Come dire che dentro il dolore, dentro quel pozzo di abiezione e di solitudine che stai sperimentando, lì c’è la vita. Non è fuori, ma dentro nelle tue preghiere difficili, nei tuoi pensieri sgangherati che non approdano a nulla; la tua vita che si lamenta verso Dio è come il suono del flauto che canta:

«Da quando mi han tagliato dal canneto,

il mio lamento fa gémere l’uomo e la donna».

Non vi scandalizzo se vi dico che questi versi sono di una poesia di Rûmî, un mistico islamico (1207-1273), che dice di come ogni essere umano sia come quel flauto tagliato dal canneto che ogni volta che suona canta il lamento della sua separazione:

Cerco un cuore straziato dalla separazione

per versarvi il dolore del desiderio.

Colui che è lontano dalla propria fonte

aspira all’istante in cui le sarà di nuovo riunito.

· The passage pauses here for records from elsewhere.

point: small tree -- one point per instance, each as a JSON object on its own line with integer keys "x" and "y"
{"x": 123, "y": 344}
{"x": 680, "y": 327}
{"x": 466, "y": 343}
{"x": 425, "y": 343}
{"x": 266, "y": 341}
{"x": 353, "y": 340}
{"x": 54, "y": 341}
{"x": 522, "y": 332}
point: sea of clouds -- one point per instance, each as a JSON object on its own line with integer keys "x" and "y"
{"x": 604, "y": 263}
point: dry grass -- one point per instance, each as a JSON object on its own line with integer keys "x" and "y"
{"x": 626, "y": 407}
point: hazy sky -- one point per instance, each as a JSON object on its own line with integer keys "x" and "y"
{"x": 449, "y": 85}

Siamo anche noi lontani dalla nostra fonte e per quanto esorcizziamo la morte e la rendiamo semplicemente uno spettacolo che riguarda gli altri, nella nostra condizione come saremmo sciocchi a non esprimere proprio come quel flauto le nostre note di dolore per la nostalgia del ritorno a Dio.

Lo esprime superbamente una grande voce della poesia contemporanea, Alda Merini, che proprio ieri ha conosciuto l’alba di Dio:

Sorella morte,

cui affido le mie mani

stanche di preghiere e di voci.

Le mie dita sono flauti

per il Signore,

zufoli per gli angeli.

Io nascondo le mie dita

ma pochi vedono

che ogni alba di Dio

nasce anche dalle mie mani

e che io, uomo infelice,

sono lo spartiacque del crocifisso.

Ora la nostra preghiera come voce di flauto si innalza all’Eterno per tutti i nostri cari, per i nostri parenti e amici, per i Sacramentini che ci hanno preceduto nella fede e nella carità, e in particolare per le sorelle e i fratelli della comunità che sono morti in quest’anno, per dire che desideriamo e attendiamo di incontrarci con loro.

Mentre scorre il lungo elenco dei nomi e nel cuore si riaffacciano i volti di chi abbiamo amato, la nostra preghiera è anche per le vittime delle calamità e delle sciagure, per tutte le vittime della violenza, delle guerre e delle ingiustizie di questo nostro tempo inquieto.

Così le note della nostra preghiera si uniscono a quelle di chi è già nell’alba di Dio.